The Aquarium has sent creatures born or hatched on site to other AZA-accredited institutions. Its gentoo and macaroni penguins began to breed in 2007, with four females born in 2015. In 2014 11 of the penguins born at the aquarium, nine gentoo and two macaroni, were sent to SeaWorld in San Diego as part of the breeding loan agreement which initially brought penguins to the Aquarium. In 2014 red piranhas hatched at the Aquarium were sent to the Wonders of Wildlife aquarium and museum in Springfield, Missouri.
Conservation activities on display
The Barrens Topminnow Lab in River Journey, a display that includes facilities for raising young topminnows as well as a video explaining the project.
While much of the Aquarium’s and the TNACI’s conservation work takes place away from public view, River Journey includes exhibits that highlight some of the species involved, including the “Barrens Topminnow Lab” display, which allows visitors to observe the topminnows as they are reared in captivity for reintroduction to the wild, a sturgeon touch tank, and the “Turtles: Nature’s Living Sculptures” gallery, which includes hatchlings of endangered species born at the aquarium.
Education and outreach
The Tennessee Aquarium and TNACI operate extensive education and outreach programs serving children, youth and adults. Since 2001, the Tennessee Aquarium has been accredited by the Southern Association of Colleges and Schools (SACS) as a special-purpose school. It is the only such school based in an aquarium. In 2009, the Tennessee Aquarium received the National Medal for Museum and Library Service from the Institute of Museum and Library Services, an award which recognizes “extraordinary and innovative approaches to public service, exceeding the expected levels of community outreach.”

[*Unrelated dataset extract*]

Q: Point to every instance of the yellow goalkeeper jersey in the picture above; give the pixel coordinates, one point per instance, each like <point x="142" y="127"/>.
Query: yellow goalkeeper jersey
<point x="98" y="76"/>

The Aquarium provides educational programming, aligned to state curriculum standards, to students who visit the campus on field trips and through an outreach program available to schools and communities within 150 miles of its location. Its programs include free admission to the facility for more than 30,000 students annually. During 2015, in partnership with Tennessee Tech University, Aquarium and TNACI educators developed a virtual reality program using the Oculus Rift system, which simulates the experience of snorkeling in a river for students who visit the Aquarium and allows them to experience the impact of water pollution firsthand. The Aquarium also offers a range of camps, workshops and other programming for children and teens, and internships and collaboration opportunities for college students. It has established an ongoing relationship with the Calvin Donaldson Environmental Science Academy, a Title 1 magnet elementary school located in the South Chattanooga neighborhood, offering the students a range of activities including field trips to the Aquarium, field study programs, and an overnight camp-out experience.
The TNACI includes school groups in the release of lake sturgeon and other species into local rivers, and since 2012 it has offered a week-long summer program, CLAW (Conservation Leadership in Action Week) Camp, for high school students. The Institute also offers internships for college students and graduates, and works with graduate students. In 2014, over 300 students studied with the TNACI.
Aquarium outreach programs include the community as a whole. A notable example is the Serve & Protect program, which educates the public about sustainable seafood. It was established in 2011 in partnership with chef and television personality Alton Brown, an advocate of sustainable fisheries, who visited Chattanooga for events in 2011 and 2012. Serve & Protect activities, including cooking demonstrations, cook-offs and dinners, are designed to encourage visitors and participants to consume sustainable seafood such as catfish, squid, arctic char and summer flounder, as a way of removing pressure from threatened fisheries. The Aquarium also participates in the AZA’s SAFE (Saving Animals From Extinction) program, focusing on shark conservation.